How are those intentions determined, though? Even if we have (as in Tchaikovsky's case) written evidence by the composer her/himself, how reliable are those? Even more broadly, how many people can even identify or explain their intentions/motivations?


----------



## MJTTOMB (Dec 16, 2007)

Lemminkainen said:


> How are those intentions determined, though? Even if we have (as in Tchaikovsky's case) written evidence by the composer her/himself, how reliable are those? Even more broadly, how many people can even identify or explain their intentions/motivations?


Understanding the composer's philosophy of music helps tremendously to understand the music itself.


----------



## kartikeys (Mar 16, 2013)

Huilunsoittaja said:


> By "music philosopher," I mean someone who likes to analyze music not only for theory, but for thematic content, for philosophy. In other words, they hear a piece of music, and think not only "What?" or "How?" ... but "Why?"
> Why was this piece composed? What was the purpose? What message is the composer trying to express? Is it nothing more than abstract belief in order or beauty (or the opposite), or is it something more, an emotion/idea the composer wishes to express, but cannot do so in words?
> 
> I'm one of those people. It absolutely intrigues me to contemplate such ideas while listening to music. Sometimes composers make it obvious their intentions, sometimes not. But I believe everything has purpose, even if it is to have none.


I write a blog at tarakari.blogspot.com
It may fit the description


----------



## clavichorder (May 2, 2011)

Keep listening! Stay trippy!


----------



## Lukecash12 (Sep 21, 2009)

Huilunsoittaja said:


> By "music philosopher," I mean someone who likes to analyze music not only for theory, but for thematic content, for philosophy. In other words, they hear a piece of music, and think not only "What?" or "How?" ... but "Why?"
> Why was this piece composed? What was the purpose? What message is the composer trying to express? Is it nothing more than abstract belief in order or beauty (or the opposite), or is it something more, an emotion/idea the composer wishes to express, but cannot do so in words?
> 
> I'm one of those people. It absolutely intrigues me to contemplate such ideas while listening to music. Sometimes composers make it obvious their intentions, sometimes not. But I believe everything has purpose, even if it is to have none.
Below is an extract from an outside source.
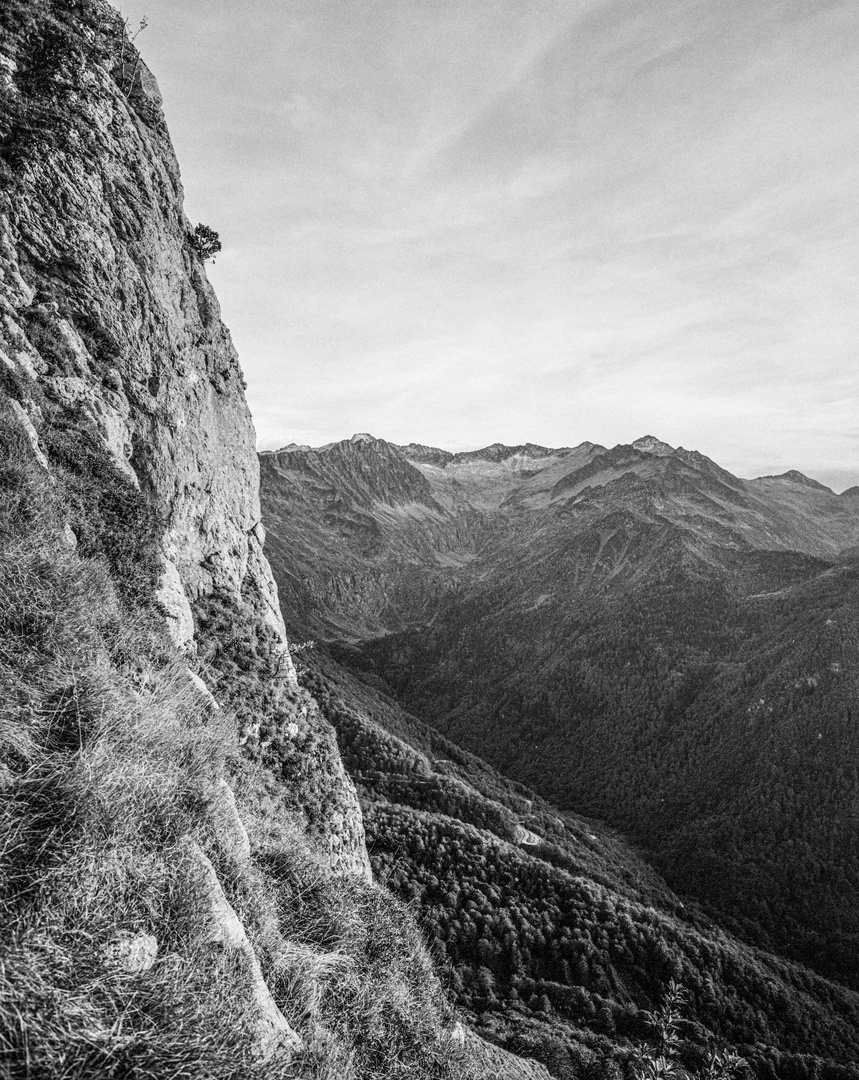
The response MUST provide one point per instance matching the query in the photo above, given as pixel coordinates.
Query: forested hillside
(553, 934)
You've succinctly expressed some of my favorite questions about music. Oftentimes people can describe the ticking sound very well, but one has to ask: *why does the clock tick*?


----------



## Crudblud (Dec 29, 2011)

I think about music itself, but I don't presume to know why someone who is not me made a particular piece of music, it goes then from analysis to flimsy guesswork, or becomes stuck in the realm of the platitudinous.


----------



## millionrainbows (Jun 23, 2012)

Crudblud said:


> I think about music itself, but I don't presume to know why someone who is not me made a particular piece of music, it goes then from analysis to flimsy guesswork, or becomes stuck in the realm of the platitudinous.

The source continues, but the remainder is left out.